PECOTA Mariners Projections
Record: 85-77
Runs Scored: 768
Runs Allowed: 723
AVG/OBP/SLG (TAv): .258/.320/.420 (.264)
Total WARP: 34.6 (9.9 pitching, 24.7 non-pitching)

To determine what will be remembered of the 2017 Mariners, let us hop into a baseball-centric version of Carl Sagan’s “Ship of the Imagination” and make a few trips to the recent past.

***

The 2008 Mariners traded Adam Jones, Chris Tillman, George Sherrill, Kam Mickolio, and Tony Butler to the Orioles for Erik Bedard. The previous iteration had won 88 games, and despite all signs—including a negative run differential—pointing to that season’s success being an anomaly, the franchise went into “win now” mode. Instead they became the first team in baseball history to lose 100 games with a $100 million payroll. General manager Bill Bavasi was fired. When Bedard retired in 2015, the ill-conceived trade that brought him to Seattle was held up as his lasting legacy.

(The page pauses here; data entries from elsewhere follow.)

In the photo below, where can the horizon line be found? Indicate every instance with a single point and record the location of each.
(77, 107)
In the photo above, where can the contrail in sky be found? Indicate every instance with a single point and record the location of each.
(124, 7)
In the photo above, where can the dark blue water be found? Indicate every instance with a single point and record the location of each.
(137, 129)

In 2010, fresh off a season that saw first-year general manager Jack Zduriencik build a surprisingly competitive roster through an at-the-time revelatory emphasis on defense, the Mariners traded for Cliff Lee, an All-Star at the height of his powers. Paired with an equally lethal peak Felix Hernandez, the Mariners were preseason darlings, cover boys of ESPN The Magazine. Mariners fans felt as though they finally had a leadership they could believe in. “In Jack We Trust,” we said.

The 2010 Mariners lost 101 games, fired manager Don Wakamatsu, lost franchise icon Ken Griffey Jr. to an abrupt and contentious retirement, scored 3.16 runs per game, and were perhaps the least enjoyable baseball team to grace cable television. While Zduriencik kept his job, the season’s failure unraveled his trust in not only defense, but the analytical wing of his front office. The last five years of the Zduriencik regime were an endless parade of designated hitters playing the outfield, second basemen converted to outfielders, Kendrys Morales acquisitions, rushed prospects, power obsessions, increasing paranoia, breakdowns in communication, and eventually near-anarchy.

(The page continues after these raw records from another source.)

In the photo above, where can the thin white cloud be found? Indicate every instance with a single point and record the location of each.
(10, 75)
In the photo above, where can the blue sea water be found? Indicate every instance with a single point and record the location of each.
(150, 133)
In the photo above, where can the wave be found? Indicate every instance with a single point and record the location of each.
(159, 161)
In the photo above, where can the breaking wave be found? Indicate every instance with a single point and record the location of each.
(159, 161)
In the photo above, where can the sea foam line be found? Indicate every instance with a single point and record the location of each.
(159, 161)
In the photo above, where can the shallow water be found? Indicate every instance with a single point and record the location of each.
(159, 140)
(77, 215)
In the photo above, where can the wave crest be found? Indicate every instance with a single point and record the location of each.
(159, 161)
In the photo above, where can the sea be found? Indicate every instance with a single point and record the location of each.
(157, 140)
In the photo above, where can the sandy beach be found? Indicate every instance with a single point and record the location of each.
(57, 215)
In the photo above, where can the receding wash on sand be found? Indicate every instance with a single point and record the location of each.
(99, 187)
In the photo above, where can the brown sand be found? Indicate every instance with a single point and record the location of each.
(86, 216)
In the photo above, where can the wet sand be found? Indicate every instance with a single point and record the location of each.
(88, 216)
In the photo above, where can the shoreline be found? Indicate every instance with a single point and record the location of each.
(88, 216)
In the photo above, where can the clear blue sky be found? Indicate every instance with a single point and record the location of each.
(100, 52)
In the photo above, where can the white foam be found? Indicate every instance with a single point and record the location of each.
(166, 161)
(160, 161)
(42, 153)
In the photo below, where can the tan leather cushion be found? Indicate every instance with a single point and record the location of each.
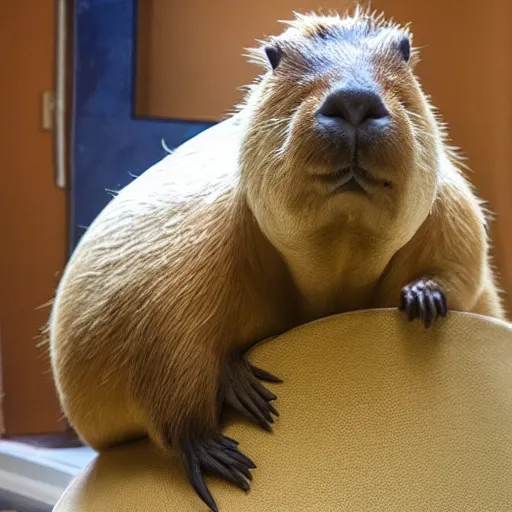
(376, 415)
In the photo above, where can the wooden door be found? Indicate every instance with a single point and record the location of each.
(32, 216)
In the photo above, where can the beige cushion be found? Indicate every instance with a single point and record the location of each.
(376, 415)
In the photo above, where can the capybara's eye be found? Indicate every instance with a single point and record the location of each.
(405, 48)
(274, 55)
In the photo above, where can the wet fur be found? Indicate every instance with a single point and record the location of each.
(227, 241)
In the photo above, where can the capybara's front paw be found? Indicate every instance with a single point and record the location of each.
(218, 456)
(243, 391)
(423, 299)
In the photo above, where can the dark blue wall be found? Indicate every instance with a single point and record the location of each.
(109, 143)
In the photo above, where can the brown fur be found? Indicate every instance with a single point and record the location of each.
(232, 239)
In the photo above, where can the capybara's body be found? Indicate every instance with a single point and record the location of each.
(332, 189)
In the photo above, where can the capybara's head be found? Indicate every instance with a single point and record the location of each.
(337, 131)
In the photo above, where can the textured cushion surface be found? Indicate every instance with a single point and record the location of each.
(376, 414)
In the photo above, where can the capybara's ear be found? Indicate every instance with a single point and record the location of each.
(274, 54)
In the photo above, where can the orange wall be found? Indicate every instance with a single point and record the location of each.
(32, 215)
(190, 67)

But 2015 was going to be different. In lieu of outsmarting teams, the Mariners had finally acquiesced to trying to outspend them. Big-money free agents Robinson Cano and Nelson Cruz were in place, Felix Hernandez was filled with a lust for vengeance from losing the Cy Young award to Corey Kluber, and an 87-win roster was recalibrated and tuned. It was time. In 2015 the Mariners lost 86 games. Mike Zunino was allowed 386 plate appearances while producing a .196 TAv. Fernando Rodney wandered into the forest, literally and metaphorically. Zduriencik was fired. And one month later, Jerry Dipoto took over as GM.

***

For a region that prides itself on its education and worldliness, it’s equal parts baffling and endearing that, only two years later, Mariners fans have maintained enough energy and enthusiasm to fully throw themselves behind Dipoto’s vision. Dipoto has become something of a phenomenon in baseball, turning 2015’s disappointment into a vastly improved 87-win team in 2016. Beyond simple wins and losses, there are the trades. Dipoto has spent his 18 months in Seattle living out the fever dream of every fantasy baseball manager ever, with more than 40 trades over that span.

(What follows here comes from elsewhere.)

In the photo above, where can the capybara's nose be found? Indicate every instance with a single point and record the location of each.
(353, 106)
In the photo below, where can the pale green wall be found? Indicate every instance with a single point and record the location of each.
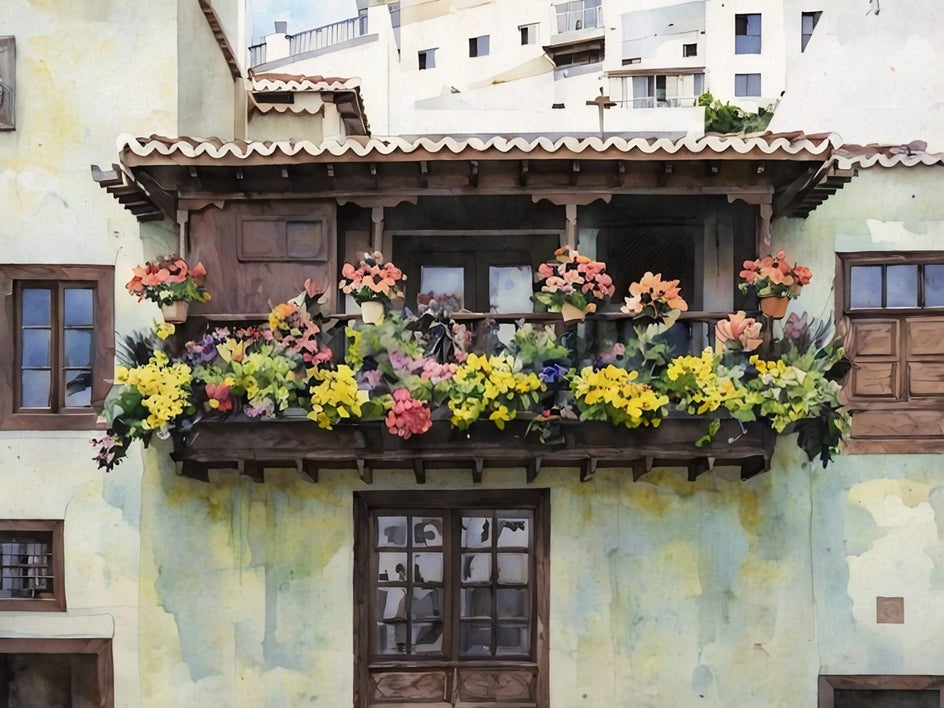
(87, 71)
(663, 592)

For a fan base currently suffering through the longest playoff drought in baseball (15 years and counting) there is no doubt some satisfaction taken from the mere cathartic act of casting aside so many players connected to past failures. However, Dipoto has seemingly wrestled a competent-to-above-average roster out of the mire of waiver-wire acquisitions and Wade Miley’s various happenings.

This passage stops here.